Get the source for the page created by the code in this article. When the time and the number of acquired bytes limit is reached, the code acquired so far is output.

`get_inf_page.py`


import requests
import timeout_decorator

r_bytes = b""
def main():
    url = "http://localhost:8000"

    r = requests.get(url, stream=True, timeout=20)

    byte_limit = 30
    @timeout_decorator.timeout(100)
    def load_bytes(r):
        global r_bytes
        for l in r.iter_content():
            r_bytes += l
            if len(r_bytes) % 500 == 0:
                print(f"loaded:{len(r_bytes)}/{byte_limit}")
            if len(r_bytes) > byte_limit:
                r.close()
                print("reached size limit")
                break

    try:
        load_bytes(r)
    except timeout_decorator.timeout_decorator.TimeoutError:
        print("timeout")
        pass

    print(r_bytes)

if __name__ == "__main__":
    main()

Operation check (stopped when the number of loaded bytes is exceeded)

Please move the above code while the code of this article is running in another terminal.

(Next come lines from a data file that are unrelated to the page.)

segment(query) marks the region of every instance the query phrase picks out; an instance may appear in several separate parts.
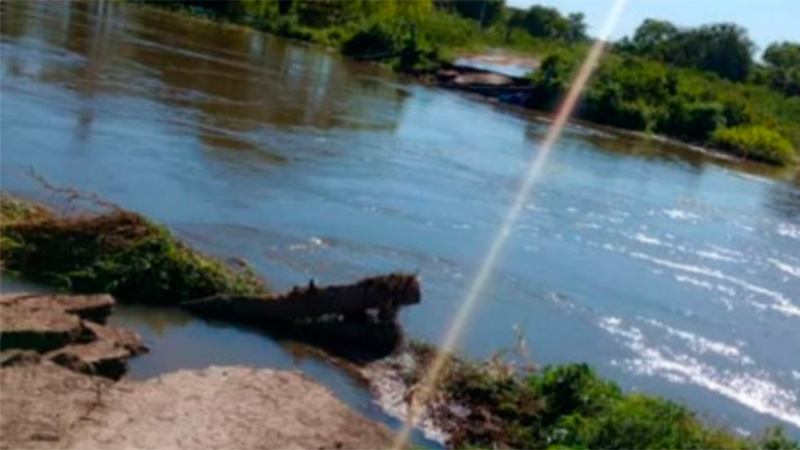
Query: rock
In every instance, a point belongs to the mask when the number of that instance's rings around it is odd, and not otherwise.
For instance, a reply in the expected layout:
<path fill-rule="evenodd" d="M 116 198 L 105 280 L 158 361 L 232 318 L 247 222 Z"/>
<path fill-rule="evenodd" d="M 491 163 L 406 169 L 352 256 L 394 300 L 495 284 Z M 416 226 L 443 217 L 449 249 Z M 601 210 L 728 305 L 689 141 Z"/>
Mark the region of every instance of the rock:
<path fill-rule="evenodd" d="M 38 364 L 41 359 L 41 356 L 32 350 L 6 350 L 0 353 L 0 367 Z"/>
<path fill-rule="evenodd" d="M 124 348 L 132 355 L 147 352 L 147 346 L 142 343 L 142 338 L 131 330 L 91 322 L 86 322 L 85 325 L 94 334 L 96 340 L 113 342 L 115 346 Z"/>
<path fill-rule="evenodd" d="M 458 77 L 459 73 L 453 69 L 440 69 L 436 72 L 436 79 L 441 83 L 453 81 Z"/>
<path fill-rule="evenodd" d="M 183 370 L 118 383 L 0 370 L 2 448 L 386 448 L 391 432 L 294 372 Z"/>
<path fill-rule="evenodd" d="M 506 75 L 500 75 L 497 73 L 473 72 L 459 74 L 457 77 L 455 77 L 455 79 L 452 80 L 452 83 L 458 86 L 510 86 L 514 84 L 514 80 Z"/>
<path fill-rule="evenodd" d="M 47 362 L 0 369 L 0 448 L 63 448 L 111 384 Z"/>
<path fill-rule="evenodd" d="M 2 350 L 14 348 L 41 353 L 92 338 L 80 317 L 61 309 L 3 305 L 0 319 Z"/>
<path fill-rule="evenodd" d="M 108 295 L 3 295 L 0 346 L 41 353 L 76 372 L 119 379 L 128 359 L 147 348 L 136 333 L 100 324 L 113 305 Z M 31 359 L 3 353 L 4 366 Z"/>
<path fill-rule="evenodd" d="M 76 372 L 118 380 L 127 372 L 128 359 L 132 356 L 128 349 L 113 341 L 95 341 L 68 345 L 44 357 Z"/>
<path fill-rule="evenodd" d="M 139 335 L 124 328 L 86 323 L 95 340 L 54 350 L 46 359 L 76 372 L 118 380 L 128 371 L 128 360 L 147 351 Z"/>
<path fill-rule="evenodd" d="M 114 308 L 114 297 L 108 294 L 56 295 L 56 294 L 3 294 L 0 307 L 29 309 L 59 309 L 75 314 L 81 319 L 105 323 Z"/>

It will be displayed as follows.

reached size limit
b'<p>Hello World ! 0</p><p>Hello '

Operation check (stop when load time is over)

Change the 11th and 12th lines for the following and check the operation in the same way as above.

    byte_limit = 1000
    @timeout_decorator.timeout(5)

Only the output amount is displayed within 5 seconds after startup.

timeout
b'<p>Hello World ! 0</p><p>Hello World ! 1</p><p>Hello World ! 2</p>'

that's all.

Recommended Posts

Get the source of the page to load infinitely with python.

PhytoMine-I tried to get the genetic information of plants with Python

I tried to get the authentication code of Qiita API with Python.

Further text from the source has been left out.